Growing up, Ms. Ardern was a long way from the no-nonsense leader she has become.
Ms. Ardern, who was raised Mormon, is the product of a police officer father and mother who worked in the school cafeteria.
She grew up with the encouragement to dress modestly and to stay away from coffee, cigarettes, and alcohol.
And while she may not have stood out to her peers, her teachers had always taken note of her. She was known to the school staff as someone who would go far.
After graduating from the University of Waikato She received a bachelor’s degree in communication science in public relations and political science and went on to work under the then Prime Minister Helen Clark.
Mrs. Ardern (photo at 18) studied public relations and political science at the University of Waikato before working under former Prime Minister Helen Clark
Ms.
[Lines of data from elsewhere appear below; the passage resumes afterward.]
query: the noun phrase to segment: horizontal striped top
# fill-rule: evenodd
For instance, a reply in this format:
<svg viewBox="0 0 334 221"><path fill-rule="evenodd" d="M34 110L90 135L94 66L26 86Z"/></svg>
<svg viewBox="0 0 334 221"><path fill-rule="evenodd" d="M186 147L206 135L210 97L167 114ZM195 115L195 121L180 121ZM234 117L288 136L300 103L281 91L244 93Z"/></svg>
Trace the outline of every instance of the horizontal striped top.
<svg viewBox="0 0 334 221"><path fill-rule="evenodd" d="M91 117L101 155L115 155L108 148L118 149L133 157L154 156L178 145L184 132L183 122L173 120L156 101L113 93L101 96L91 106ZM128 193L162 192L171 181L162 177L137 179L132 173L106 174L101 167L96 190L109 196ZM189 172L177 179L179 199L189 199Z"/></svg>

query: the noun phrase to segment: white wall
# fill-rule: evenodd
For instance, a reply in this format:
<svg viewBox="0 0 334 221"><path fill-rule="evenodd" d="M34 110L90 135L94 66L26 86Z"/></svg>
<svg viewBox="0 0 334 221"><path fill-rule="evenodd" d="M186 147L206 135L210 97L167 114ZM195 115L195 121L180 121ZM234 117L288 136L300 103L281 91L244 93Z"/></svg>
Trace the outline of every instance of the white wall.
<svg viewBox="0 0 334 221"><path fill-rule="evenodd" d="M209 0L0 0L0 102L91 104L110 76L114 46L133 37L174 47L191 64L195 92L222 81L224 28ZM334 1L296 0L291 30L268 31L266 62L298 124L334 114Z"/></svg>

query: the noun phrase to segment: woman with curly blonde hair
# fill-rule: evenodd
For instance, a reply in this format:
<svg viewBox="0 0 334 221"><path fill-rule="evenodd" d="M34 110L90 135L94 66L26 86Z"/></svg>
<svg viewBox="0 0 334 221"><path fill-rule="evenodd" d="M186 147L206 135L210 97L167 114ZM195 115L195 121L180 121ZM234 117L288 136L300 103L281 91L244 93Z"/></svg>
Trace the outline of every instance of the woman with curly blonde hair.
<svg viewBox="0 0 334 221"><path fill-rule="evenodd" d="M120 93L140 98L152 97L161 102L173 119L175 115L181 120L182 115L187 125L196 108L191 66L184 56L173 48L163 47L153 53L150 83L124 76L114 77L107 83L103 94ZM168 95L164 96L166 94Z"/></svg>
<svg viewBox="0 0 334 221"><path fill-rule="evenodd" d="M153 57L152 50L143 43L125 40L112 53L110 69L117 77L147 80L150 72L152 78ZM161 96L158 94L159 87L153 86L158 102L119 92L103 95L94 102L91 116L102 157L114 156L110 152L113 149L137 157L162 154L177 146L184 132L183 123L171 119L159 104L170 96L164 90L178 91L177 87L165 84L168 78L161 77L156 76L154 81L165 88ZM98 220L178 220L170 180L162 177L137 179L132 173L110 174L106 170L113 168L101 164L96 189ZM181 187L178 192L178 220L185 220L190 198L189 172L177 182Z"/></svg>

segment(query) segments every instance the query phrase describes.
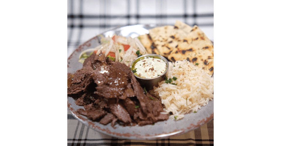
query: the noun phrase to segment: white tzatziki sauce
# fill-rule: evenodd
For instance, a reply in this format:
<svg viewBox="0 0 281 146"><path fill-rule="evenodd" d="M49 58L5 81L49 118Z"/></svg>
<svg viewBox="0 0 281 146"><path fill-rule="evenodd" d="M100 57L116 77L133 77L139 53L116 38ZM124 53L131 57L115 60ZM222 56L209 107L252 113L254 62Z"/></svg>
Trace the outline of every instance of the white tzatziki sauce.
<svg viewBox="0 0 281 146"><path fill-rule="evenodd" d="M151 57L145 57L135 64L135 74L143 78L153 78L165 72L167 65L163 60Z"/></svg>

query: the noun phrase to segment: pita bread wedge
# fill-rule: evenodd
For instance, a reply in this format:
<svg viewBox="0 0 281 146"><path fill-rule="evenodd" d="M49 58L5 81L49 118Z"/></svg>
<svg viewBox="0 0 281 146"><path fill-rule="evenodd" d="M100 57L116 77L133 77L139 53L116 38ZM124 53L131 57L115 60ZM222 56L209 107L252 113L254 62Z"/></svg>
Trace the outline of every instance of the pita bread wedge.
<svg viewBox="0 0 281 146"><path fill-rule="evenodd" d="M187 34L189 33L192 29L192 27L178 20L176 21L175 27L177 27L179 28L179 29L182 30Z"/></svg>
<svg viewBox="0 0 281 146"><path fill-rule="evenodd" d="M159 54L167 57L177 48L178 42L182 41L187 34L177 27L166 25L150 30L149 35Z"/></svg>
<svg viewBox="0 0 281 146"><path fill-rule="evenodd" d="M184 41L168 57L173 61L186 59L210 75L214 72L214 47L203 32L195 25ZM168 46L169 47L169 46Z"/></svg>
<svg viewBox="0 0 281 146"><path fill-rule="evenodd" d="M159 52L156 48L154 43L151 40L151 38L149 34L146 34L140 36L138 37L140 41L148 54L155 54L159 55Z"/></svg>

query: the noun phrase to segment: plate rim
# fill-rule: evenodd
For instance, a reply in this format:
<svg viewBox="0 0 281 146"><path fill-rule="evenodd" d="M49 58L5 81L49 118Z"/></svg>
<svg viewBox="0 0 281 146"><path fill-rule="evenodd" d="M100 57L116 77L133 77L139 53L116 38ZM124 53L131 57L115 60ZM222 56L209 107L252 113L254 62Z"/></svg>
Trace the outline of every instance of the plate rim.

Ardern was depicted wearing a black headscarf as a sign of solidarity as she embraced the grieving relatives of the murdered victims of the Christchurch massacre on March 17, 2019.
Critics have long compared Ms. Ardern’s leadership style to that of the former Labor leader, New Zealand’s fifth-longest-serving Prime Minister and second woman to hold office.
Ms Ardern then moved to London where she worked as a senior policy advisor to British Prime Minister Tony Blair in the UK cabinet.
Over the years, she became known as an advocate for women, children, and often spoke about New Zealand’s education system.
During this time, the Labor Party struggled in the polls. John Key had served as prime minister for two terms under National.
And the party was looking for an easy third term due to the inconsistency of leadership within the Labor Party.
The then-leader Andrew Little was unpopular in the polls and there was talk of Jacinda Ardern stepping into the role.
But Mrs. Ardern was young, she didn’t want to come first.
In 2014 she said, ‘I’ve seen how difficult it is to start a family in that role’.
In 2015 she said, “I don’t want to become prime minister.”
On her way to become a Member of Parliament for Auckland’s Mt Albert electorate in 2017, she was elected the new Labor Party leader.
With less than two months before the polls closed, Ms Adern saw an astonishing victory and became the country’s third female prime minister.
She has become New Zealandmost popular Prime Minister in more than 100 years after leading the country through a series of crises.